I have to disagree. Why is it wrong to be a lazy ant? Because the rest of the ants tell you that you need to keep busy to be happy? Why, so some CEO can get rich? Most people work in dead end jobs pursuing the American dream when all their doing is making it happen for someone else. Neat trick on the part of the wealthy, but I dare say it doesn't benefit the individual much. and this isn't like your work is going directly to benefit the community, so the lazy ant isn't hurting others like it would in a real ant colony.

And what is lazy anyway? Reading a book? Watching tv? Spending the day outside gardening? Going for long walks on sunny days? Reading mefi? For many, the definition is doing something other than working. How messed up is that? The best times in recent memory were when I was unemployed right after the dot com bubble burst, and I could pursue interest and hobbies I never had time to when working. My days were filled with reading and learning and doing, and it was more rewarding than any job, even the current one I love so much.

Working harder to get ahead is a fallacy at most jobs anyway. Those that get ahead are themselves lazy. They take credit for the work of others, they use charisma, deceit, or nepotism to get ahead. Meanwhile, the people doing all the actual work are too busy, you know, working, to engage in the office politics to get ahead. Yet many people believe that if they work harder, they can get some kind of reward out of it, falsely believing their measly cost of living raise (which often doesn't actually match the cost of living increase for that year) means their getting ahead.

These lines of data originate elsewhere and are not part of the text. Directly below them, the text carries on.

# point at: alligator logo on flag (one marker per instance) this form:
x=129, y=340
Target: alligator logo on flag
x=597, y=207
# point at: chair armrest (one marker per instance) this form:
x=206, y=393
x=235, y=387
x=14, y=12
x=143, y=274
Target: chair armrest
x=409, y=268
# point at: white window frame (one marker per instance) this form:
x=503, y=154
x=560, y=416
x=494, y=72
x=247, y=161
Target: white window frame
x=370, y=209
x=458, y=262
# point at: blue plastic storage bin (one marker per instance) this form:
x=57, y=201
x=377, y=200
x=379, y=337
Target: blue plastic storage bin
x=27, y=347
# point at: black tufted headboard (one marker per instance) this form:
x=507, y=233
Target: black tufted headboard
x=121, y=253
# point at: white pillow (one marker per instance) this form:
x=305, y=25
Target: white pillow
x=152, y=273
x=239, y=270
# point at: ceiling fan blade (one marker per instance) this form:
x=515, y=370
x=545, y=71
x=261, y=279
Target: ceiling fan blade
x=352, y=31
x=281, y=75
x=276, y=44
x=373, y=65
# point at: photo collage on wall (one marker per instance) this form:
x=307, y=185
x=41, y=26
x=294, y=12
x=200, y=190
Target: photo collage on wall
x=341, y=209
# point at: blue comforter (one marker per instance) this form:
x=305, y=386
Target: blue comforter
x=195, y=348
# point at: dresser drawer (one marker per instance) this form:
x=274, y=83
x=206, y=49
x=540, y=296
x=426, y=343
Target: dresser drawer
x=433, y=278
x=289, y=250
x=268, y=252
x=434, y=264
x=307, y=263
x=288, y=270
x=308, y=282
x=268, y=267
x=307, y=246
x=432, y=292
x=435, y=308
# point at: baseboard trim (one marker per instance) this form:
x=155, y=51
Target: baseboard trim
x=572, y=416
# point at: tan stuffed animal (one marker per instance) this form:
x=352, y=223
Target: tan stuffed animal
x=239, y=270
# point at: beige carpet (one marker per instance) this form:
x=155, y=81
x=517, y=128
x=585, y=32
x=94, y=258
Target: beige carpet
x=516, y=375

No sir-y bob, being a lazy ant isn't all that bad. Lazy ants unite!
posted by [insert clever name here] at 10:35 AM on April 17, 2005


I have to disagree.

Not at all. I was being facetious. A premise of the fable is that by definition, ants are not lazy. So if you think you're a lazy ant, hey—you're not an ant; you're a grasshopper. You don't have to be a Mozart or an Einstein to be a grasshopper. You can just be a reg'lar old grasshopper, like me. Our purpose in life, such as it is, is to deflect the wrath of the ants from the Mozarts and Einsteins. Spread out the stigma, that's our strategy.

By the way, we're getting together to moon the ants on Friday.